Previous presentation. This work was presented at the Infectious Diseases Society of America’s IDWeek 2019 in October 2019 in Washington D.C.

Acknowledgments. The authors thank the AIDS Drug Assistance Program (ADAP) clients and staff. The authors also thank the Virginia Department of Health, the South Carolina Department of Environmental and Health Control, and the Nebraska AIDS Drug Assistance Program for their participation in the study.

Disclaimer. The content is solely the responsibility of the authors and does not necessarily represent the official views of the National Institutes of Health.

Financial support. This work was supported by the National Institute of Allergy and Infectious Diseases at the National Institutes of Health (grant number K08AI136644; to K. A. M.). This work was additionally supported through the Translational Health Research Institute of Virginia (THRIV) through funding to K. A. M.

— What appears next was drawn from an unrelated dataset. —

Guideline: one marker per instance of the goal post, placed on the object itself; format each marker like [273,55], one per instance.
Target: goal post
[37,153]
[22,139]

Potential conflicts of interest. K. A. M. reports an investigator-initiated research grant from Gilead Sciences, Inc, and stock ownership in Gilead Sciences, Inc. S. S. reports research grants to her institution from ViiV Healthcare. R. D. reports an investigator-initiated research grant from Gilead Sciences, Inc, and consulting for Warm Health Technology, Inc. All other authors report no potential conflicts. All authors have submitted the ICMJE Form for Disclosure of Potential Conflicts of Interest. Conflicts that the editors consider relevant to the content of the manuscript have been disclosed.